Problem Statement
The E2E scenario migration currently has competing execution models:
After reviewing the current repo state, we should decide whether the “single runner” should be a custom NemoClaw E2E runner or an existing test runner with NemoClaw-specific fixtures.
The current repo already has Vitest projects in vitest.config.ts, including e2e-scenario-framework and e2e-branch-validation. Vitest also already provides the lifecycle primitives we would otherwise have to rebuild: test discovery, filtering, reporters, timeouts, skip behavior, per-test context, fixture setup/cleanup, scoped fixtures, and abort signals.

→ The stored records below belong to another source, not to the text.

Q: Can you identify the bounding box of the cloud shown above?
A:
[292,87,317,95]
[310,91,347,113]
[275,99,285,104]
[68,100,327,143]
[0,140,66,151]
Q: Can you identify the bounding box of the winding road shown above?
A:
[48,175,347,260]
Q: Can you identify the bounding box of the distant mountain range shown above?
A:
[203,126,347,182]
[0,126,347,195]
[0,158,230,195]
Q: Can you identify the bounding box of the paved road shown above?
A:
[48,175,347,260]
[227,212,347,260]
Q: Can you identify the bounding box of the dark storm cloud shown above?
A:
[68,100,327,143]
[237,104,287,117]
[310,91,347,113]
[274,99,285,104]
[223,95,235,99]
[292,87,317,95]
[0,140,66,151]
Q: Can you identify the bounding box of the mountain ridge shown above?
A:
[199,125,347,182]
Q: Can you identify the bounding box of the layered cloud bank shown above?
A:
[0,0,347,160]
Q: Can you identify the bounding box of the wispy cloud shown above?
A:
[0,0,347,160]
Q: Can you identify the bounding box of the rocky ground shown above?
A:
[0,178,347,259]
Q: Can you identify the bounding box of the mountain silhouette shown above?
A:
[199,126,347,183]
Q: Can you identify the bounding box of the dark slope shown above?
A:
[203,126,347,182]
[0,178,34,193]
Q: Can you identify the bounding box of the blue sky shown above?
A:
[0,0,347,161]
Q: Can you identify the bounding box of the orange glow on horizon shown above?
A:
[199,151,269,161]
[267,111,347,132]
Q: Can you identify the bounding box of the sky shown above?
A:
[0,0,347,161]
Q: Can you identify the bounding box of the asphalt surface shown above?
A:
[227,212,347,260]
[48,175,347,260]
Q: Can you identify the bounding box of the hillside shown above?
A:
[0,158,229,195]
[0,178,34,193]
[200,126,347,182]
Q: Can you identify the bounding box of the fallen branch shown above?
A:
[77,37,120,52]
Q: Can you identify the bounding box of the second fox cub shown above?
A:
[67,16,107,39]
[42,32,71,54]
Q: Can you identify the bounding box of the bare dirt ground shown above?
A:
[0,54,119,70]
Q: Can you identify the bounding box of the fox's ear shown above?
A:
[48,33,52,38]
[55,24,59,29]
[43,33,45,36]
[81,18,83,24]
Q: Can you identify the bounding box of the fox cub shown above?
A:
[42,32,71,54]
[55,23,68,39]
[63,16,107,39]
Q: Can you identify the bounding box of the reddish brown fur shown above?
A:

This issue proposes that we align on Vitest as the E2E scenario execution runner, with NemoClaw providing typed fixtures, clients, assertions, and migration inventory.
cc @jyaunches
Proposed Design
Use Vitest + NemoClaw E2E fixtures as the final E2E scenario framework.
In this model:
- Vitest owns test execution, lifecycle, filtering, reporters, timeout handling, and CI integration.
- NemoClaw owns the domain layer: scenario fixtures, sandbox/gateway/provider clients, redacted process execution, artifacts, secret handling, cleanup, external flake classification, and typed assertion helpers.

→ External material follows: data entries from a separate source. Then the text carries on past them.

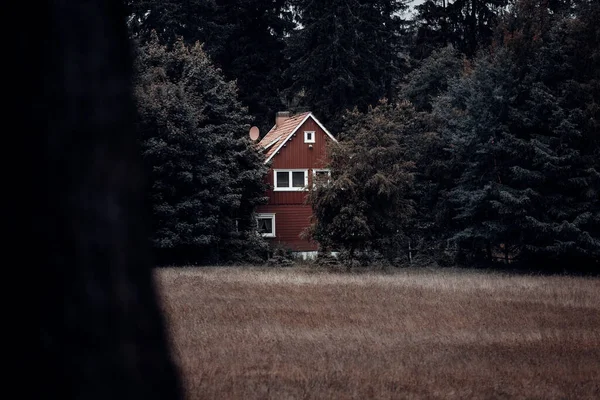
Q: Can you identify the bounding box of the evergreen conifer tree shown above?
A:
[136,35,266,262]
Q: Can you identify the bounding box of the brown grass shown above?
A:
[157,268,600,399]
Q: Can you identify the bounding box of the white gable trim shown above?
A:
[263,136,281,150]
[310,113,337,142]
[265,113,337,164]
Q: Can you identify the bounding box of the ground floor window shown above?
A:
[256,213,275,237]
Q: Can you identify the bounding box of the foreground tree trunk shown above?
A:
[14,0,182,400]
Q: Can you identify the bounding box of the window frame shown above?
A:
[256,213,277,238]
[273,169,308,192]
[304,131,317,143]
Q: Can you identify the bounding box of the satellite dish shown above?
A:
[250,126,258,142]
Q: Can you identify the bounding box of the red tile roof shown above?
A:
[258,112,310,159]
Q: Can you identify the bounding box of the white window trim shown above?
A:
[273,169,308,192]
[304,131,316,143]
[313,168,331,188]
[256,213,275,237]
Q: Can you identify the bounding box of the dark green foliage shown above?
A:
[412,0,509,59]
[398,46,464,111]
[435,0,600,270]
[129,0,293,132]
[136,32,266,262]
[286,0,405,132]
[308,102,414,259]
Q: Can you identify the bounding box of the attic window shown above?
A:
[304,131,315,143]
[256,214,275,237]
[273,169,308,192]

- Existing scenario metadata and assertion modules become migration inputs and fixture libraries, not a second runner.
- Shell scripts are retained only as temporary bridge probes or true system-boundary fixtures where shell is the natural interface.
- Legacy
test/e2e/test-*.sh scripts are deleted only after equivalent Vitest scenarios are wired into the same CI lane with matching required secrets, skips, artifacts, and failure semantics.
A final-state scenario should look more like this:
import { test } from "../framework/e2e-test.ts";
test("ubuntu repo cloud OpenClaw", async ({
repo,
openclaw,
gateway,
sandbox,
inference,
}) => {
await repo.installCurrent();
const instance = await openclaw.onboard({
agent: "openclaw",
provider: "nvidia",
});
await gateway.expectHealthy(instance);
await sandbox.expectRunning(instance);
await inference.expectLocalChat(instance, { prompt: "Say ok.", expect: /ok/i });
});
The shared fixture layer would live under test/e2e-scenario/framework/ or a similar path and expose fixtures such as:
artifacts
secrets
host
repo
openclaw
hermes
gateway
sandbox
inference
providers
networkPolicy
cleanup
The current TypeScript scenario code should be salvaged where useful:
test/e2e-scenario/scenarios/types.ts provides useful vocabulary.
test/e2e-scenario/scenarios/builder.ts can become typed test data or matrix helpers.
test/e2e-scenario/scenarios/registry.ts and scenario definitions can continue to drive matrix generation.
test/e2e-scenario/scenarios/clients/* and assertions/* can seed the fixture/domain helper layer.
The current YAML/bash execution path should not be expanded as the durable architecture:
test/e2e-scenario/runtime/run-scenario.sh
test/e2e-scenario/runtime/run-suites.sh
test/e2e-scenario/nemoclaw_scenarios/scenarios.yaml
test/e2e-scenario/nemoclaw_scenarios/expected-states.yaml
test/e2e-scenario/validation_suites/suites.yaml
Those files can remain during migration, but new architectural work should have an explicit path into Vitest fixtures/scenarios.
Migration Plan
1. Decision PR / docs alignment
Update #3588 and test/e2e-scenario/docs/ to state that the target is:
one E2E execution runner: Vitest, extended by NemoClaw fixtures and domain helpers.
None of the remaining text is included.